Alternet Takes On The Insurance Industry

Alternet Takes On The Insurance Industry

31 August 2006 · No Comments

Alternet has an article up taking the insurance industry to task over mishandling of Katrina claims and other alleged shenanigans.

The first part of the article is a slamming of State Farm’s alleged over-exuberance in using the flood exclusion in its homeowners policies. The criticism here seems fair, if State Farm actually did what they are accused of doing.

However, the article then goes into a larger rant against the industry. For example:

Meanwhile, insurers pulled policies on the Gulf and Atlantic coasts, increased deductibles and premiums, jacked up rates for late payments and piled more risk on customers. State regulators allowed this because insurance companies moaned that reinsurance companies (which insure insurers but have zero responsibility to consumers) doubled their premiums and they need to share the cost.[.]

The result is that a disaster in 2006 or later will hit policyholders with greater losses than last year. Meanwhile, insurance company profits have nearly doubled, from $22 billion to $43 billion, in the past six years. Even with Katrina, the industry posted its largest surplus in 2005.

I suspect the author would not be overly sympathetic to a discussion about the insurance market cycle. Six years ago, large swaths of the market were inadequately priced, and returns for insurers were abysmal as compared to other companies bearing similar risk.

Washington, D.C., attorney Pamela B. Stuart, who grew up in Garden City, has a place in Vero Beach, Fla. Her premiums jumped from $1,300 to $3,000 in the past two years. She battles insurance companies for consumers and has helped neighbors decipher their policies. “I spent years as a defense lawyer. For a layperson, though, reading them is painful,” she says.

Enter federal intervention. In June, Sens. Lott and Mark Dayton (D-Minn.) proposed the “Honesty is the Best Insurance Policy” bill, which would force insurers to write policies in plain English. The bill has an uphill climb, given the power of the insurance lobby

It should be noted, however, that in many (most?) states, there are laws and regulations already on the books governing the readability of insurance contract language in personal lines. I’m not sure that a federal “plain English” law would improve matters significantly, given that part of the challenge is the complexity of the insurance product itself.

Other problems linger. A glaring one in the Katrina suits is what constitutes wind damage versus flood damage. Blaming floods is the industry’s “get out of payment free” card. But for the decimated coastal homes, it’s a seismic leap to proclaim the cause was spontaneous flood, rather than wind-caused storm surge.

This is where the phrase “Read The Fine Policy” comes into play. “Flood” is shorthand for a class of perils for which coverage is not provided. Industry-standard language in homeowners policies excludes loss from “flood, surface water, waves, tidal water, overflow of a body of water, or spray from any of these, whether or not driven by wind”. (Language is copyrighted by ISO, BTW, and is used under fair use.)
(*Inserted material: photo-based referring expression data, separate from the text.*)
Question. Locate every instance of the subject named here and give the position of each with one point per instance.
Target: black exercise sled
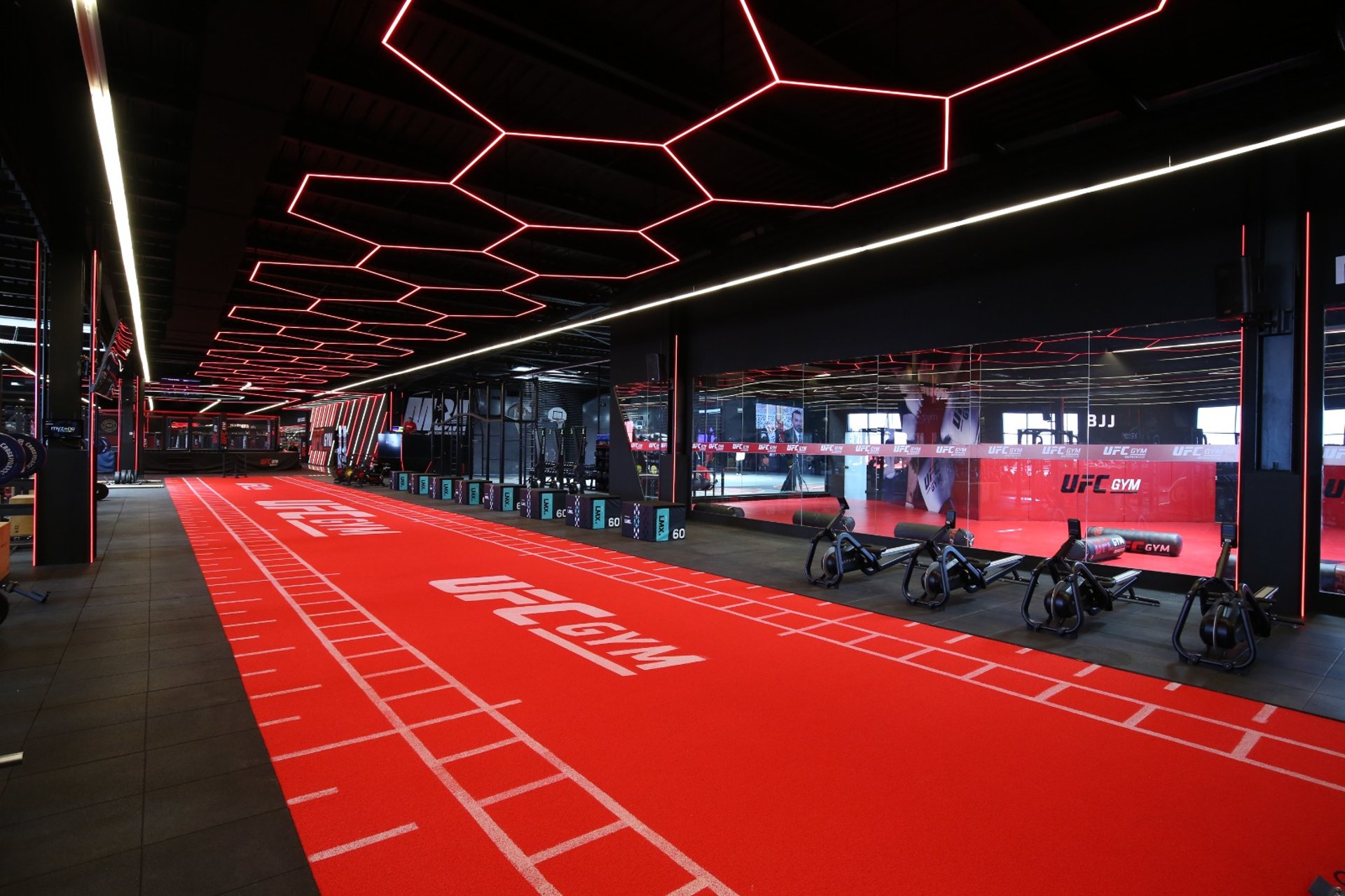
(1075, 590)
(846, 553)
(951, 570)
(1231, 619)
That isn’t to say that some agents perhaps could have done better in counseling their customers about what coverage they needed, or that FEMA could have been more dilligent with their flood zone maps, or.. However, it should be clear in the default circumstances that storm surge (waves or tidal water, whether or not driven by wind) isn’t covered.

That’s part of insurance 101. Perhaps we need to include a module on auto, renters, and homeowners insurance as part of the curricula of basic-level economics, in much the same way that balancing a checkbook, preparing a budget, and filling out a tax form is?

Another dilemma is the lack of federal oversight of the industry, leaving states hostage to insurers. While many insurers pulled coverage from Louisiana, Alabama and Florida, remaining ones hiked premiums. When Mississippi Attorney General Jim Hood commenced investigations after Katrina, insurance firms threatened to bolt.

It’s one thing when a major senator has his house blown down and instigates necessary legislation. But, for lasting reform, we need more federal and state supervision and fewer leniencies with reinsurance and insurance company price hikes and reneged claims.

I think the author is unaware of discussion on Capitol Hill about creating a federal regulatory structure for insurance, modeled on the dual federal-state regulation of banks. Given how lightly the Comptroller of the Treasury regulates federally chartered banks, I’m not sure that the alternet writer would find federal regulation the best option.

Besides, if you’d like to see the impact of “more regulation”, check out the situation in Massachusetts, or how median auto insurance rates have dropped as the yoke of overregulation in New Jersey has been lifted, and carriers have willingly entered that market.

I don’t doubt that there is some overreaction taking place in property insurance and reinsurance pricing these days. That’s in no small part due to the psychological impact of having two unprecedented cat seasons back-to-back, insurance company management actually taking a look at what the aggregations of their exposure could mean under disaster scenarios, and inefficiencies in the market.

I don’t think that adding additional inefficiency in the form of extra regulation will help matters significantly.